La position féministe est révolutionnaire. L’égalité dans la sexualité, c’est révolutionnaire. Nous inventons un nouveau monde. Notre génération a les outils mentaux pour cela. Définir la sexualité comme « la rencontre de deux désirs d’adulte » m’a demandé quarante ans de réflexion. Aujourd’hui encore, malgré les progrès accomplis, cette définition s’applique très rarement dans la réalité. On parle d’égalité et de liberté, mais cela ne peut exister quand l’homme gagne trois fois plus, que la femme est cantonnée au foyer…
Le réseau Zéromacho concerne des millions d’hommes, qui sont contre la prostitution et pour la liberté sexuelle. En France, les Zéromacho sont plutôt à gauche, alors qu’en Allemagne il y a beaucoup de catholiques et de protestants pratiquants, notamment des prêtres et des pasteurs. J’ai notamment rencontré un couple de pasteurs qui manifestaient contre le mur en 1982. Ce sont des résistants de l’intérieur qui se lèvent contre l’ordre patriarcal. En Allemagne, beaucoup de gens sont disciplinés et raisonnent ainsi : ceux d’en-haut disent ce qui est bien et on obéit. Ceux qui résistent sont des esprits libres. J’ai aussi rencontré plusieurs bahais (dernière religion révélée, fondée en Iran au XIXe siècle). Les hommes qui signent ont généralement une grande valeur morale ; ils ont un sens du bien et du mal et jugent que la prostitution est quelque chose de mal.

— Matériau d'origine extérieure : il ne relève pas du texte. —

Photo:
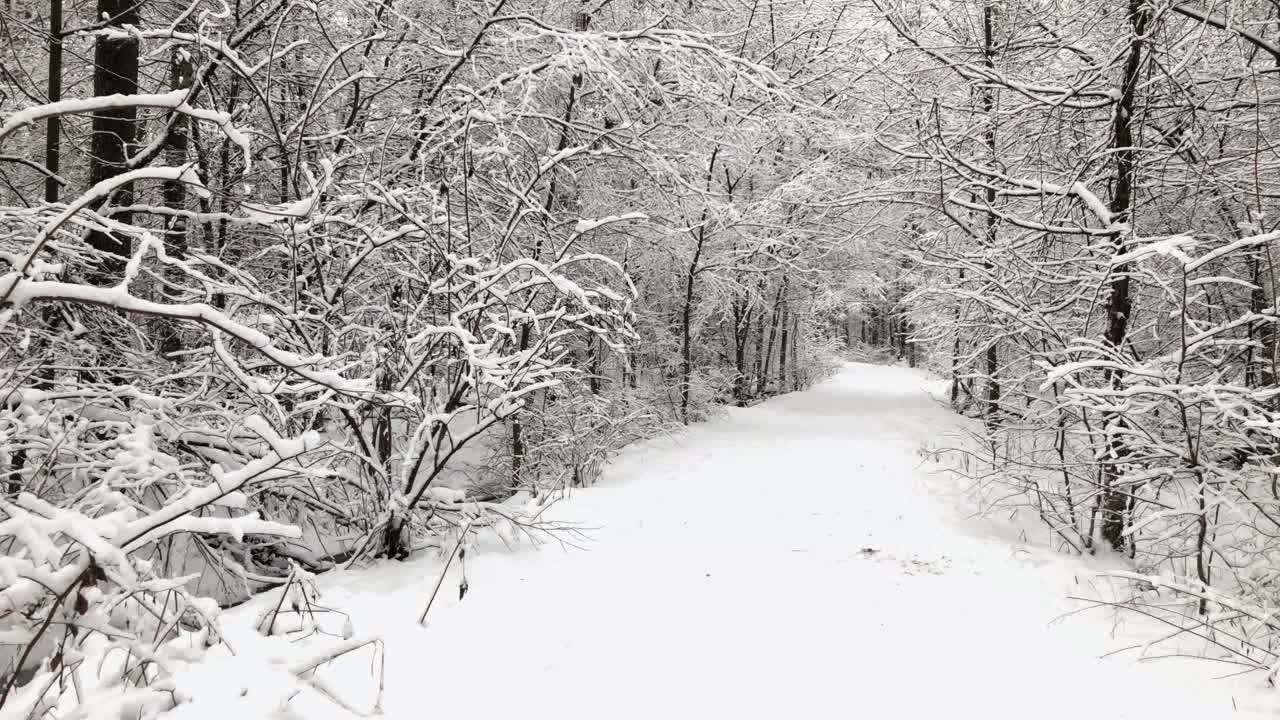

La France a une relation très ambiguë avec la prostitution ; c’est le seul pays du monde où elle a une image glamour. En témoignent la littérature, le cinéma, la mythologie des demi-mondaines, des cocottes ou des prostituées au grand cœur. On associe prostitution de luxe et culture, raffinement… C’est donc beaucoup plus compliqué d’obtenir des signatures en France, alors qu’en Suède c’est évident de signer Zéromacho, qui n’est qu’une action parmi d’autres pour ces hommes globalement très engagés.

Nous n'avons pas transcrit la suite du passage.